In a snub at Russia and a strong show of support for Georgia, US Vice President Dick Cheney arrived in Georgia yesterday, underscoring Washington’s US$1 billion commitment to help the small but strategically located nation recover from its war with Russia.
Cheney’s trip also signals to Moscow that the US will continue to cultivate close ties with Georgia and its neighbors, even after Russia showed it was not afraid to use its military against countries along its border.
“The free world cannot allow the destiny of a small independent country to be determined by the aggression of a larger neighbor,” US Secretary of State Condoleezza Rice told reporters in Washington.
Cheney, visiting three former Soviet republics that are nervous about Moscow’s intentions, said on Wednesday in Azerbaijan that his talks were being held “in the shadow of the recent Russian invasion of Georgia.”
Washington has “a deep and abiding interest” in the region’s stability, he said.
Georgia hosts an oil pipeline that brings 1 million barrels a day from the Caspian Sea shores to Turkey and on to Western Europe.
Cheney has been one of the US administration’s most hawkish figures and a strong critic of Russia.
Since the war in Georgia early last month, Russia has boldly asserted it has what Russian President Dmitry Medvedev called “privileged interests” in its sphere of influence, which includes the former Soviet states in the Caucasus.
Moscow deepened the worst crisis in relations with the West by recognizing two breakaway Georgian regions, South Ossetia and Abkhazia, as independent nations.
AID PACKAGE
Cheney planned to make the massive aid package a major highlight of his discussions with Georgian President Mikhail Saakashvili, a staunch US ally who has enraged Russia with his courtship of the West and his drive for NATO membership.
But the talks will likely leave the question of potential US aid to rebuild Georgia’s military unanswered. Military aid from the US, with the help of some European countries, was key to transforming the Georgian army and navy from their ragged post-Soviet condition into a credible fighting force. Depleted by the war, it will need more Western aid to rebuild the military if it is to join NATO, a goal the alliance has promised it will eventually attain.

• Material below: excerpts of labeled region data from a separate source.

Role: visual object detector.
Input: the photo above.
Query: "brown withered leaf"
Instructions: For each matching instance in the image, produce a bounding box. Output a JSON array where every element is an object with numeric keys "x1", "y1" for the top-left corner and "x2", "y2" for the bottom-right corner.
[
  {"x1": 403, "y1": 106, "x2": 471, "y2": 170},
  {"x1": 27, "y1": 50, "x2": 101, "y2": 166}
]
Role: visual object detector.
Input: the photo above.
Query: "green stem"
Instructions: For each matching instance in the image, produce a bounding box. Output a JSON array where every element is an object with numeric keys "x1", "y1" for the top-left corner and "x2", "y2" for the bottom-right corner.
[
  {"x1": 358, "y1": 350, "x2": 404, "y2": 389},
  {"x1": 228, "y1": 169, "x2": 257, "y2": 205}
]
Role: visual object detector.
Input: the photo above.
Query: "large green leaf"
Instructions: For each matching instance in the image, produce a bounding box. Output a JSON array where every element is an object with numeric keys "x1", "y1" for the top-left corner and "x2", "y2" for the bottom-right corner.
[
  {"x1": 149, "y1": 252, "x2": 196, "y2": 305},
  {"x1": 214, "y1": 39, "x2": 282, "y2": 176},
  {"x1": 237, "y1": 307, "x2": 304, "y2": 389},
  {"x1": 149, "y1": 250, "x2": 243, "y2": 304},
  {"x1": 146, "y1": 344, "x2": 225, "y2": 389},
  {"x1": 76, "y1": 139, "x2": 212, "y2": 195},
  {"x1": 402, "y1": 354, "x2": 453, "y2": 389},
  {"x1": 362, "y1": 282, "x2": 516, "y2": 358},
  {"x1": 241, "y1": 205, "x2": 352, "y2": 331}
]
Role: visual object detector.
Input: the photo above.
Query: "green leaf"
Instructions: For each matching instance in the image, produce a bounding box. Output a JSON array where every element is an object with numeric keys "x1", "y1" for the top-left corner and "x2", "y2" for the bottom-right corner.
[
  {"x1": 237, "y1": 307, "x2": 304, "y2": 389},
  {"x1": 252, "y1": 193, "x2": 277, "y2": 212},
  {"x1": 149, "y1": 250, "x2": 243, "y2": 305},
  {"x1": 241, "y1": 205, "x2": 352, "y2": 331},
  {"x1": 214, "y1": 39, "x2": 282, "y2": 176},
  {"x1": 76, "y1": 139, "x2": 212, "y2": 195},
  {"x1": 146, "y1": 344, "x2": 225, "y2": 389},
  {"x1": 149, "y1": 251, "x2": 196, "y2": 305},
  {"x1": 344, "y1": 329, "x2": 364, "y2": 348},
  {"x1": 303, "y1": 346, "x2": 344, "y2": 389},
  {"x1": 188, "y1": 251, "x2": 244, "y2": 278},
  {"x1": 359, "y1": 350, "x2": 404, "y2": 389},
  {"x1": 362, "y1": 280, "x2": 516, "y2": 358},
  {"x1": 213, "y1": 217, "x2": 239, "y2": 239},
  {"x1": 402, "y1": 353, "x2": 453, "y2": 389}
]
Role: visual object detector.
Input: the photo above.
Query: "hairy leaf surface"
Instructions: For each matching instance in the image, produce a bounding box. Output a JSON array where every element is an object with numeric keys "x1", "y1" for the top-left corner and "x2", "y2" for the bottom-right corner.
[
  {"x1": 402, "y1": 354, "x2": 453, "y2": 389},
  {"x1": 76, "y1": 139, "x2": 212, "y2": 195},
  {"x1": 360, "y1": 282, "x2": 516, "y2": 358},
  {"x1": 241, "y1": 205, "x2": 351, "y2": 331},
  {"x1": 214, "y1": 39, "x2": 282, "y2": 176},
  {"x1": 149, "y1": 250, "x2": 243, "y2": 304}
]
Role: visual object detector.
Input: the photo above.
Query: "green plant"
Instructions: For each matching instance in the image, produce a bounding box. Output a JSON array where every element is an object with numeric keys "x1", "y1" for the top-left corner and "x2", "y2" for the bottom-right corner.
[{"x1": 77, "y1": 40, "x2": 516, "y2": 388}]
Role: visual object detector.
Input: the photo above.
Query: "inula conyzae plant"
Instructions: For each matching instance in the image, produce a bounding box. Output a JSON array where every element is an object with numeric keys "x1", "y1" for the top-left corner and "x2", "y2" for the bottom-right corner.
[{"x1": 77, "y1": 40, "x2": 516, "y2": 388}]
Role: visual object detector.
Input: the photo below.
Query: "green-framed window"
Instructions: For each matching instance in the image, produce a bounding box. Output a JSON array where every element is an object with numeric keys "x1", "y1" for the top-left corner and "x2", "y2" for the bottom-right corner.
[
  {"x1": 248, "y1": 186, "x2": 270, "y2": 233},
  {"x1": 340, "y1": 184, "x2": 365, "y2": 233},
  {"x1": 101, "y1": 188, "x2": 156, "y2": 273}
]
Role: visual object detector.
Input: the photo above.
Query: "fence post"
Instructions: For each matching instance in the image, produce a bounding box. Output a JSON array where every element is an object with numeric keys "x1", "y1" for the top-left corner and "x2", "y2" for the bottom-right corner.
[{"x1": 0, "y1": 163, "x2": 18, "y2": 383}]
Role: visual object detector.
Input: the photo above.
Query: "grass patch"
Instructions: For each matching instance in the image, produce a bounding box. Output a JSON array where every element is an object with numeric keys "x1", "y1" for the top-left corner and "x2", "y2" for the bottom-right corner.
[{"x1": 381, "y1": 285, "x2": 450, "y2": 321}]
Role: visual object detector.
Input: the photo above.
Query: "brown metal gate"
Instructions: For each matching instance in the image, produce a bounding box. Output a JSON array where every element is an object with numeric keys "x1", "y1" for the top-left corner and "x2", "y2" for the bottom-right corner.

But angry Russian officials have repeatedly said that US military aid was instrumental in emboldening Georgia to try to retake South Ossetia by force on Aug. 7. During the five days of fighting that followed, Russian forces routed the Georgian military from South Ossetia and drove deep into Georgia.
US officials have placed at least part of the blame for the war on Russia, which has been the two separatist areas’ patron for more than a decade.
Nevertheless, both the US and Georgia are not eager to talk publicly about rebuilding the Georgian military.
In a news conference on Wednesday, Georgian Foreign Minister Eka Tkeshelashvili sidestepped a question about whether Georgia plans to rebuild its military, saying US and other Western aid would be used to regain the confidence of foreign investors.
“We will be building the economy of our country,” she said.
Other Georgian officials and some US senators have suggested that rearming the poor, strategically located nation — part of a corridor linking Caspian and Central Asian gas and oil fields with the West — will only follow reconstruction of its infrastructure.
CHILLY RELATIONS
New US military aid to Georgia would further aggravate relations between Washington and Moscow, already at a post-Cold War low.
Russia has condemned the US use of warships to deliver aid to Georgia as a form of gunboat diplomacy. The flagship of the US 6th Fleet in the Mediterranean, the USS Mount Whitney, arrived in the Black Sea on Wednesday with a cargo of aid.
“What we expect is an active US role in the economic reconstruction of this country,” Georgian national security council head Alexander Lomaia said.
He said Georgia expected the US to help its bid for the EU and NATO and to send a signal to Russia that “such an illegal military behavior ... will not be tolerated anymore.”
The US aid package is about the same as the estimate given by Georgian Prime Minister Lado Gurgenidze of how much damage the economy suffered from the war. Last year’s national budget was only about US$3 billion.